Duncan Vizla (Mads Mikkelsen) is the great assassin preparing for his 50th birthday and mandatory retirement. He’s already started to wind down by moving to a snow covered one-street town in Montana. There, Duncan wanders around his log cabin, buys a dog, accidentally shoots his new pet before befriending his next-door neighbour. Wildlife photographer Camille (Vanessa Hudgens) is easily spooked but she and Duncan form a tentative friendship.
But Duncan’s old life isn’t finished with him: former boss Blut (Matt Lucas) wants him to do one last job before he’ll let him clock off. It’s explained to the audience several times that this is a set up intended to kill Duncan, thereby removing the firm’s liability for his pension from their accounts and increasing their profits. The plan fails and Blut sends a team of younger killers on a road-trip across the United States to track Duncan and finish the job.
You’re probably thinking Polar can’t be that bad. What we’re expecting is a well-choreographed violent flick with a sense of humour. What follows is ultra-gory murder and torture fest that leads towards a poorly constructed showdown between Duncan and everyone trying to kill him.
There is good work here from Mikkelsen as the taciturn hired gun attempting to stay alive and claim his significant pension from the corporation that seeks to do him, the working man, out of his entitlements. However, Mikkelsen’s efforts alone are not enough to save this bloated mess.
Polar’s highly stylised visual aesthetic owes a debt to director Jonas Akerlund’s work on music videos and hints at the story’s graphic novel origins. The script is stuffed with moments that might have looked great as a panel but fail to have the same impact when translated from the page to the screen. A leaner runtime would also have helped to focus the scattered narrative.
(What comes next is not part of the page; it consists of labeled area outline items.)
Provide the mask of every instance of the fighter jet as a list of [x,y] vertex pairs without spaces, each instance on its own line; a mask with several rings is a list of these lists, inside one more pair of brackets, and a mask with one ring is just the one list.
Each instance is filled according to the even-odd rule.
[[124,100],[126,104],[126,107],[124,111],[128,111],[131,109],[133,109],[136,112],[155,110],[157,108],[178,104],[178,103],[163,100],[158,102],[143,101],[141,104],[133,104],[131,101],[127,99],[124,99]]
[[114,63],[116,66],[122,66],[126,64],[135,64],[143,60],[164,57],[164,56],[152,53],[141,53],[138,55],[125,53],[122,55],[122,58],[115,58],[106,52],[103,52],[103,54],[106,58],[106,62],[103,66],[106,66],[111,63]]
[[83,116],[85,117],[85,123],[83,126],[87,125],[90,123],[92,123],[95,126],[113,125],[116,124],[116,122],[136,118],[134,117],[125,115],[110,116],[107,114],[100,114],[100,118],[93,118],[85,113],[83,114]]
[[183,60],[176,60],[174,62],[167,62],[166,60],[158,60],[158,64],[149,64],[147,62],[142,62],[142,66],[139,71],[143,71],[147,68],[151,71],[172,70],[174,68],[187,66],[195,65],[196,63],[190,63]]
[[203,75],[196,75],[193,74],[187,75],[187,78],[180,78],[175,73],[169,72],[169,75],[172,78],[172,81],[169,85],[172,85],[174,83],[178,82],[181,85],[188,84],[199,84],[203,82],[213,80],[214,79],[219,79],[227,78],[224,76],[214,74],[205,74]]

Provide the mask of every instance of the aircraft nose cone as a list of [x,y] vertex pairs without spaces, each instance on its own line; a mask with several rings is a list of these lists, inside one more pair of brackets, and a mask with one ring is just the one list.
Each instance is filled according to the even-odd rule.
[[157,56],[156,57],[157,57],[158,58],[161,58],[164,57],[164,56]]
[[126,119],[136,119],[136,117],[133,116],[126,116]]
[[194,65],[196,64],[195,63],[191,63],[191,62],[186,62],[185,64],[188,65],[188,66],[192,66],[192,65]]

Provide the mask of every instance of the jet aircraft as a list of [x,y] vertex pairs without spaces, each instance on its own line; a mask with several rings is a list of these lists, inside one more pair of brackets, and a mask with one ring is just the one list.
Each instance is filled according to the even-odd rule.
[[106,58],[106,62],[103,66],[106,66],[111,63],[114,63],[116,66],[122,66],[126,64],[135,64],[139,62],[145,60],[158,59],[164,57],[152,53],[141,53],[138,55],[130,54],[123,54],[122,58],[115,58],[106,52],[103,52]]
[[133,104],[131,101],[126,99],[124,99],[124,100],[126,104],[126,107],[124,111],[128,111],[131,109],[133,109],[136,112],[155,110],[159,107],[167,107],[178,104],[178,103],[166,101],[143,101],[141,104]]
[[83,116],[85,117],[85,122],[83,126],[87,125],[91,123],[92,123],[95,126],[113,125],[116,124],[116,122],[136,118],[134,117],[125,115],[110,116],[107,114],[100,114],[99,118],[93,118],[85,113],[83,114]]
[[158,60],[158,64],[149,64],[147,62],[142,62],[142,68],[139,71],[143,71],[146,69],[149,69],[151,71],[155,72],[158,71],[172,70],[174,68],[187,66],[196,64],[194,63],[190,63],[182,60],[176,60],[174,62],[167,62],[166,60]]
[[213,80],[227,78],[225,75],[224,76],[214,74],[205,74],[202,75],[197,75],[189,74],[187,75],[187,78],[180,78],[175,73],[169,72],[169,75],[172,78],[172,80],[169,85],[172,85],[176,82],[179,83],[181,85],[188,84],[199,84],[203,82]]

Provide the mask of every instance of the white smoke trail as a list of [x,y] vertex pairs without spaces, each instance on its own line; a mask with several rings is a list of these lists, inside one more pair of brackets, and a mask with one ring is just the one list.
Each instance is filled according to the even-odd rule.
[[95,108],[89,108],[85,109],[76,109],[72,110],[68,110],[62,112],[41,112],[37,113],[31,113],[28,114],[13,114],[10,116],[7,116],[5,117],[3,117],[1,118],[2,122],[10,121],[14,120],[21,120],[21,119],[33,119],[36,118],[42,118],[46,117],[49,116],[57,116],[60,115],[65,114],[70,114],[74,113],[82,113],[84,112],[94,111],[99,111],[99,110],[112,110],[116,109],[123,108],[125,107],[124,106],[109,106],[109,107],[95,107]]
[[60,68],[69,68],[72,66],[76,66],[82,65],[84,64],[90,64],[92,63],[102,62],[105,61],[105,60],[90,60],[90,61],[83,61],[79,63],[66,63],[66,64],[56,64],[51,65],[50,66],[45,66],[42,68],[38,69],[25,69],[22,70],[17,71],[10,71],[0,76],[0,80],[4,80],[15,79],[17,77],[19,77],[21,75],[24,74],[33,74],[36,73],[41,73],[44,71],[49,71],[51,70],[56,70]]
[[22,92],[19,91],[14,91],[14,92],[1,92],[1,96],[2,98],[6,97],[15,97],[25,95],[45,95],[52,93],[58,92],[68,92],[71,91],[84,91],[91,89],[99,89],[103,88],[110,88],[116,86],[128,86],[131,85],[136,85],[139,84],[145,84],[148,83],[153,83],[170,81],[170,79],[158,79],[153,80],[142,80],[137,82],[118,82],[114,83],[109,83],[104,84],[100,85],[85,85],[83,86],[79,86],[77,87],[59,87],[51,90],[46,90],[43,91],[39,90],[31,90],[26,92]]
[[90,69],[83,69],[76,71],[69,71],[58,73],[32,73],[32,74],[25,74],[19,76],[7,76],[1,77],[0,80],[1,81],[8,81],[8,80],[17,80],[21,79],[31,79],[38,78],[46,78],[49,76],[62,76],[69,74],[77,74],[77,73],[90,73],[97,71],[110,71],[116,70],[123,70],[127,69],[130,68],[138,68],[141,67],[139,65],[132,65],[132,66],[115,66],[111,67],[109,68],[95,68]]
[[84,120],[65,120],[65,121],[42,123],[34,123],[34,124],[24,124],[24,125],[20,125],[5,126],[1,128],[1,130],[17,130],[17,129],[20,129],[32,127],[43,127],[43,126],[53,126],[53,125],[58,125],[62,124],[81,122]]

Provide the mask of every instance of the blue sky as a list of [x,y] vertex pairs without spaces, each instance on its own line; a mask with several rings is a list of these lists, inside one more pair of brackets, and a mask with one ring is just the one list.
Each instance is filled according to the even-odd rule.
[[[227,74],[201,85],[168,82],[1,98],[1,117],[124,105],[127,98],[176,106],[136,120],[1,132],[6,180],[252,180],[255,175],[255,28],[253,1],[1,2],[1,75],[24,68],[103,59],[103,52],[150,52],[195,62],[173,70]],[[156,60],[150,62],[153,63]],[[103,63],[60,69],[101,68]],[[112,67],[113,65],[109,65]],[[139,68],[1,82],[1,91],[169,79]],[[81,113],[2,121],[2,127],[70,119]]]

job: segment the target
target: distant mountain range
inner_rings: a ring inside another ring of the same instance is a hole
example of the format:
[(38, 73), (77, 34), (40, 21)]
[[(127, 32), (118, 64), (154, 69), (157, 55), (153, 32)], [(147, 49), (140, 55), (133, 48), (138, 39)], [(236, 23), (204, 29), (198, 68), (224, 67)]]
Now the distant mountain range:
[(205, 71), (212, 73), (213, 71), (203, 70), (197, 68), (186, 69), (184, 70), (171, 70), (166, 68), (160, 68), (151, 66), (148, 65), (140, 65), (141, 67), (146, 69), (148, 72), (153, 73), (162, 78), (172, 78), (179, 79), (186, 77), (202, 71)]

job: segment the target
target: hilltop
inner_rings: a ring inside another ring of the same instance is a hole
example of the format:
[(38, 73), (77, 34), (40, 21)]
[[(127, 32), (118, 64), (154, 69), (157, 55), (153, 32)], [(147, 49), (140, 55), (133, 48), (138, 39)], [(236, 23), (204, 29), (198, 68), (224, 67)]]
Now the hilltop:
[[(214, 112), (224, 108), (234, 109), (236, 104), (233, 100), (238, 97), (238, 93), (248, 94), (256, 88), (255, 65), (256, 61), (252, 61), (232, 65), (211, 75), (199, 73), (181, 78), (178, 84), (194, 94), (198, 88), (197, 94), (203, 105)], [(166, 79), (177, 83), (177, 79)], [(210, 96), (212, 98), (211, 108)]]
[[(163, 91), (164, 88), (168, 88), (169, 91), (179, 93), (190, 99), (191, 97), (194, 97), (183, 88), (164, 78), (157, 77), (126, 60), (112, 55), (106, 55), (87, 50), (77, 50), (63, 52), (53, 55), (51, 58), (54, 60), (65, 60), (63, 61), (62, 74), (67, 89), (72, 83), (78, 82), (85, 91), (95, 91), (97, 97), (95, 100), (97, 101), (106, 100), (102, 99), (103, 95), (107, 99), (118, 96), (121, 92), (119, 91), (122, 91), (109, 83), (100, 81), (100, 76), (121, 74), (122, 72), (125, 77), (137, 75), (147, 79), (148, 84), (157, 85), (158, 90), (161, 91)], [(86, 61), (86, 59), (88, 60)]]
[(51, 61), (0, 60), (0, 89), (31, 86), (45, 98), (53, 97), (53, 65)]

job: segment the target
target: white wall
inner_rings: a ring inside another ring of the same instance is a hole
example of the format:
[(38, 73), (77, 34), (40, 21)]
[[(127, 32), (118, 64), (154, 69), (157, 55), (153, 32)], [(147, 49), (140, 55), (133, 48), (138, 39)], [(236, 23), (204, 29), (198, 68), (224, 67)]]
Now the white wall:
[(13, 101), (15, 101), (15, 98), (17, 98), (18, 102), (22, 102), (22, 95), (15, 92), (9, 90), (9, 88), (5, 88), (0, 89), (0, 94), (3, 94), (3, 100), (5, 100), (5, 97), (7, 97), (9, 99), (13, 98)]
There is a lot of repetition here that makes Polar’s two hours feel much longer.
Hudgens does her best with the buttoned-up Camille, but the character feels like she’s from another film entirely. This dissonance is never fully resolved and becomes much more troubling as the film progresses. In fact, Polar’s female characters are mostly one-dimensional stereotypes there to be objectified by the camera. One of the assassins chasing Duncan has a modus operandi of seducing her targets and engaging them in sex acts while her partners get ready to make the kill. This explicitness feels regressive and vulgar, particularly in the current cultural moment.
Polar is extremely violent from start to finish with characters picked off using increasingly graphic methods. In places, the fight choreography resembles early Tarantino or Robert Rodriguez’s Sin City, but is also comparable to some of the more ridiculous moments in movies such as Crank or Taken.
Lacking the playful awareness that adds levity to similar shoot ‘em ups and the wit of many contemporary action thrillers, Polar is a crude and repetitive slog that squanders a good performance from Mikkelsen. There’s not much fun to be have here for fans of action. Eimear Dodd
Polar is available to stream on Netflix.